À la même époque, deux études américaines, une menée par le chercheur californien Steve Guderian, intitulée « Lane sharing : a global solution for motorcycle safety » et l’autre conduite par Myra Sperley et Amanda Joy Pietz du ministère des Transports de l’Oregon, intitulée « Motorcycle Lane-Sharing », ont prouvé que la circulation interfile était efficace, sécuritaire et permettrait de sauver des vies.
Les DRM favorisent la distanciation sociale, peuvent parcourir de longues et de courtes distances, prennent beaucoup moins de place que les voitures, consomment moins de carburant et favorisent la fluidification du trafic.
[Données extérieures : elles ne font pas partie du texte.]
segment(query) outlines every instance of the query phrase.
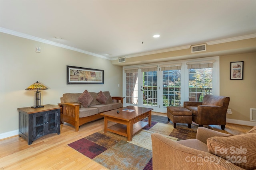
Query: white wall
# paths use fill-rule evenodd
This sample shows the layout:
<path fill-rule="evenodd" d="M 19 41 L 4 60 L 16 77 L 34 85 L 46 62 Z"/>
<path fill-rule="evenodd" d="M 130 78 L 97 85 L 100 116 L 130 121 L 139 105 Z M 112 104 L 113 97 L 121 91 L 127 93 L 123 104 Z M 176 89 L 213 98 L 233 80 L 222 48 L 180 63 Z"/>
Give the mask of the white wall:
<path fill-rule="evenodd" d="M 12 134 L 18 132 L 17 109 L 34 105 L 34 92 L 24 90 L 36 81 L 49 88 L 41 91 L 41 105 L 57 104 L 63 94 L 82 92 L 85 89 L 94 92 L 109 91 L 112 96 L 122 96 L 122 67 L 112 65 L 111 61 L 0 33 L 0 135 L 2 137 L 10 132 Z M 36 46 L 41 47 L 41 53 L 35 52 Z M 103 70 L 104 84 L 66 84 L 67 65 Z"/>

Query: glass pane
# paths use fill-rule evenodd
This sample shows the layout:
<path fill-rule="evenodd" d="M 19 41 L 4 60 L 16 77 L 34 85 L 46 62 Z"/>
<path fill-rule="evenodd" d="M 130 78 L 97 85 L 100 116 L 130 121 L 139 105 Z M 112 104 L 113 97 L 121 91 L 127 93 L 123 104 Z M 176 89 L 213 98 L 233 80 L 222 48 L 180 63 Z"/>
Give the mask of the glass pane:
<path fill-rule="evenodd" d="M 180 70 L 163 71 L 163 107 L 180 105 Z"/>
<path fill-rule="evenodd" d="M 189 69 L 189 100 L 202 102 L 206 94 L 212 94 L 212 68 Z"/>
<path fill-rule="evenodd" d="M 143 105 L 157 106 L 157 71 L 143 72 Z"/>
<path fill-rule="evenodd" d="M 126 103 L 138 104 L 138 72 L 126 73 Z"/>

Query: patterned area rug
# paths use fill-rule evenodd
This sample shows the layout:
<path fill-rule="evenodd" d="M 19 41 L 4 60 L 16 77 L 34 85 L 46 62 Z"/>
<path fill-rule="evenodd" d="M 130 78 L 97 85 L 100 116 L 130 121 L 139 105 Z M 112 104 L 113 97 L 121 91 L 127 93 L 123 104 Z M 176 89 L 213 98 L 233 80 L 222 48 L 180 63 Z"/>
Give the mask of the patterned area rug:
<path fill-rule="evenodd" d="M 148 125 L 134 135 L 131 141 L 127 138 L 102 130 L 68 144 L 68 146 L 110 170 L 152 170 L 151 135 L 162 134 L 174 141 L 195 139 L 197 127 L 178 123 L 174 128 L 166 117 L 152 115 Z"/>

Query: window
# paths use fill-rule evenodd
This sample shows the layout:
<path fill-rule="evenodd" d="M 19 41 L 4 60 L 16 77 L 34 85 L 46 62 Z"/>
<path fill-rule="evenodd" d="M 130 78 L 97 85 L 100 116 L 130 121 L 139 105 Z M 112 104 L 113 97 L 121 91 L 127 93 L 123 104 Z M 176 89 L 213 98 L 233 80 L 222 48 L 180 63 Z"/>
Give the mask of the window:
<path fill-rule="evenodd" d="M 163 75 L 163 107 L 180 105 L 181 64 L 160 66 Z"/>
<path fill-rule="evenodd" d="M 208 62 L 211 63 L 188 64 L 190 101 L 202 102 L 205 94 L 212 94 L 212 62 L 214 61 Z"/>

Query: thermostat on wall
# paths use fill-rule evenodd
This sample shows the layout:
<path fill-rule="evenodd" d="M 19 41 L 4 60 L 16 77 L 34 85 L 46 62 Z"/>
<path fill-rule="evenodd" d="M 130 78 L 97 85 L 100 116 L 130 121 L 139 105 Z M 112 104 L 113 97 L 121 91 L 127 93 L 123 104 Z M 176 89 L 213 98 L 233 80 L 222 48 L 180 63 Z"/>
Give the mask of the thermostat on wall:
<path fill-rule="evenodd" d="M 36 46 L 36 52 L 37 53 L 41 53 L 41 47 Z"/>

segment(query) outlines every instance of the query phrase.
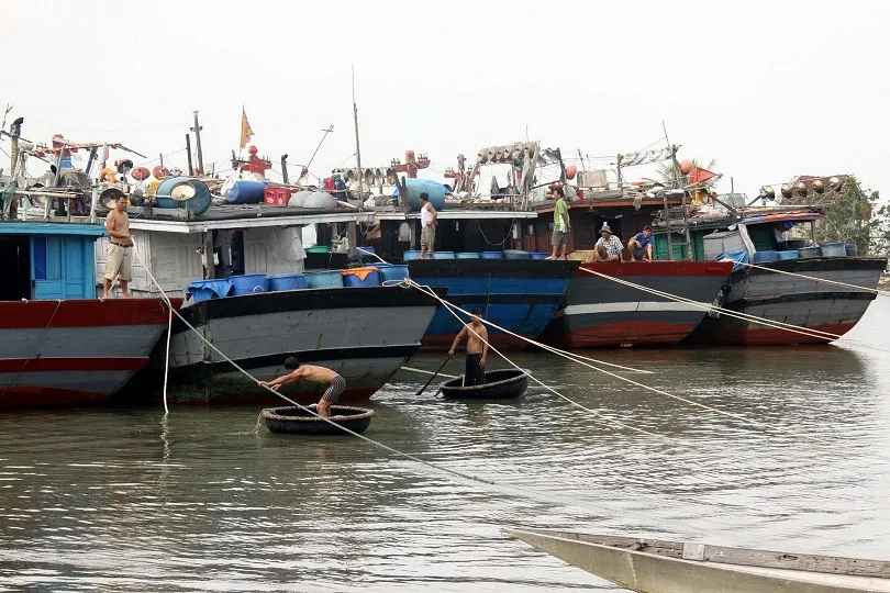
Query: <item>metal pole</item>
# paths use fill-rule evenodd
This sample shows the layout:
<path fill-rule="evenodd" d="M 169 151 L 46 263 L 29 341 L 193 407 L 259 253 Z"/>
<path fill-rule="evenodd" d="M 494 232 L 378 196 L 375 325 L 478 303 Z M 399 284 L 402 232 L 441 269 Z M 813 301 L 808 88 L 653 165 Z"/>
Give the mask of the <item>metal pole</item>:
<path fill-rule="evenodd" d="M 201 154 L 201 130 L 203 130 L 200 125 L 198 125 L 198 112 L 194 112 L 194 127 L 191 128 L 194 132 L 194 150 L 198 154 L 198 171 L 200 175 L 204 174 L 204 158 Z"/>
<path fill-rule="evenodd" d="M 186 134 L 186 156 L 189 158 L 189 175 L 194 175 L 194 166 L 191 164 L 191 134 Z"/>

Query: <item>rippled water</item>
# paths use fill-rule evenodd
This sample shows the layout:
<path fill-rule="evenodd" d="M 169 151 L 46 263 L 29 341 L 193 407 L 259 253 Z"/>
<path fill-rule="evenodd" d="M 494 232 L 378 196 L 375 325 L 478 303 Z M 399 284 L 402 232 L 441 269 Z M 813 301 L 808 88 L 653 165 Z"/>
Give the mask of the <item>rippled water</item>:
<path fill-rule="evenodd" d="M 515 525 L 890 559 L 888 322 L 879 298 L 843 346 L 586 353 L 763 425 L 549 355 L 515 360 L 608 421 L 541 388 L 415 398 L 407 371 L 377 396 L 368 437 L 497 485 L 255 434 L 254 409 L 7 414 L 0 591 L 615 590 L 500 534 Z"/>

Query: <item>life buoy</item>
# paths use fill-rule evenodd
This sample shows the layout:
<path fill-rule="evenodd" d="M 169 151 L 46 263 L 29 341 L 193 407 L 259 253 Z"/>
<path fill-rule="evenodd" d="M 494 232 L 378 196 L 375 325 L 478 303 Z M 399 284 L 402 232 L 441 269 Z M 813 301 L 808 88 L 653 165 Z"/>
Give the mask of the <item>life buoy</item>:
<path fill-rule="evenodd" d="M 116 180 L 114 177 L 114 169 L 111 167 L 105 167 L 102 169 L 102 172 L 99 174 L 99 181 L 108 181 L 109 183 L 113 183 Z"/>

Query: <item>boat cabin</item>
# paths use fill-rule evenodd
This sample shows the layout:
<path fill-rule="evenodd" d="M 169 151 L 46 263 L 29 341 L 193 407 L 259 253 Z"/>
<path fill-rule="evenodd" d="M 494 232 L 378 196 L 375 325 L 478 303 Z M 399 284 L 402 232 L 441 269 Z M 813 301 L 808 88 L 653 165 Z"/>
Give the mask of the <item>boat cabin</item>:
<path fill-rule="evenodd" d="M 100 224 L 0 223 L 0 300 L 94 299 Z"/>

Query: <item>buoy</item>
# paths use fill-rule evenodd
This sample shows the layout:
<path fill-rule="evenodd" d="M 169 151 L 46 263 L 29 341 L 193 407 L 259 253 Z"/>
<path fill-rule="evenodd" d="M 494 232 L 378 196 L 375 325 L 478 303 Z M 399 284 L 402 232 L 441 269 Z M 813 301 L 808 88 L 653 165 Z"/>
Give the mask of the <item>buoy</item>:
<path fill-rule="evenodd" d="M 99 174 L 99 181 L 100 182 L 101 181 L 108 181 L 109 183 L 113 183 L 115 180 L 116 180 L 116 177 L 114 177 L 114 169 L 112 169 L 111 167 L 105 167 Z"/>

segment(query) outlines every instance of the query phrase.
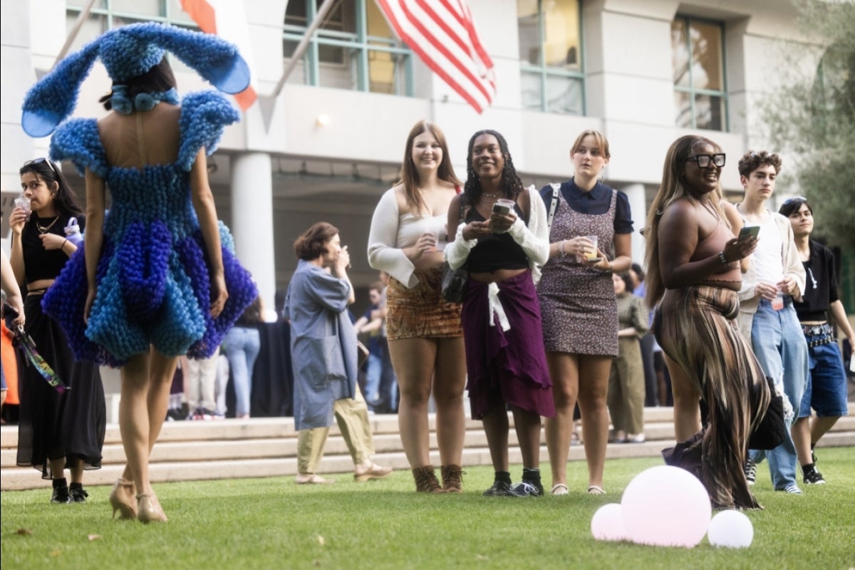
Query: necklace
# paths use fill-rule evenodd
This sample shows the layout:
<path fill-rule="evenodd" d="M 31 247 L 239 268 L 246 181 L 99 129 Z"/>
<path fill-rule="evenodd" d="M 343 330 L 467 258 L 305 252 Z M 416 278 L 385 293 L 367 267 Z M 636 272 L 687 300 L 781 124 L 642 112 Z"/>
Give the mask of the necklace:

De plus, ils aident à réduire les embouteillages, la pollution atmosphérique, les émissions de gaz à effet de serre (normes Euro4/Euro5) et contribuent à l’amélioration du stationnement.
Plusieurs tests réalisés en Europe par des organismes privés et publics, ainsi que par des magazines spécialisés, ont montré que les deux-roues motorisés sont de loin le moyen le plus rapide de se déplacer. Ils sont également moins chers que la voiture ou les transports publics et toujours disponibles.
Transports citadins
Dans les zones urbaines et périurbaines, il faut repenser les déplacements des individus, mais surtout réinventer le transport de marchandises de toute urgence. Remplacer les camions de livraison, les camionnettes des facteurs et des livreurs de colis, les automobiles de compagnie et les véhicules municipaux par des vélos cargo et des triporteurs électrifiés, voire des drones et, chaque fois que c’est possible, par des DRM (motos, scooters, scooters électriques, vélos électriques, speed-pedelecs, etc.).
On gagnerait également à promouvoir l’utilisation des transports ferroviaires et du ferroutage entre les centres de production et de distribution, souvent éloignés de plusieurs centaines de kilomètres, de façon à réduire la circulation des camions sur les grands axes routiers (autoroutes 401, 40, 20…) et dans les villes.
Pour les transports personnels en ville, le partage de cyclomoteurs et de voiturettes électriques est également une option à considérer. Lorsque davantage de personnes optent pour les DRM et les autres options mentionnées ci-dessus, on laisse plus de place pour les autres usagers de la route comme les cyclistes, les piétons et les utilisateurs d’autres types de micromobilité. Au final, tout le monde, même les automobilistes, en profitent.
Il ne faut pas rater le coche !
En 2012, Jean-Pierre Belmonte, président de la Fondation Promocycle et moi-même avions organisé une table ronde sur l’avenir de la moto au Québec regroupant divers intervenants du milieu. À l’époque, donc bien avant l’apparition du coronavirus, nous avions déjà fait des recommandations similaires. Lesquelles sont encore plus d’actualité en cette période de pandémie.
Quand on est en mesure de le faire, il est préférable d’utiliser la moto plutôt que l’auto. C’est bon pour la circulation routière, pour l’économie et pour l’environnement. La moto nous apporte un grand sentiment de liberté et d’indépendance en plus d’être bénéfique à notre santé mentale, comme je l’expliquais dans un récent éditorial. Alors, pourquoi s’en priver?
Les solutions existent. Il ne tient qu’à nous d’en faire la promotion et de militer en faveur de la moto.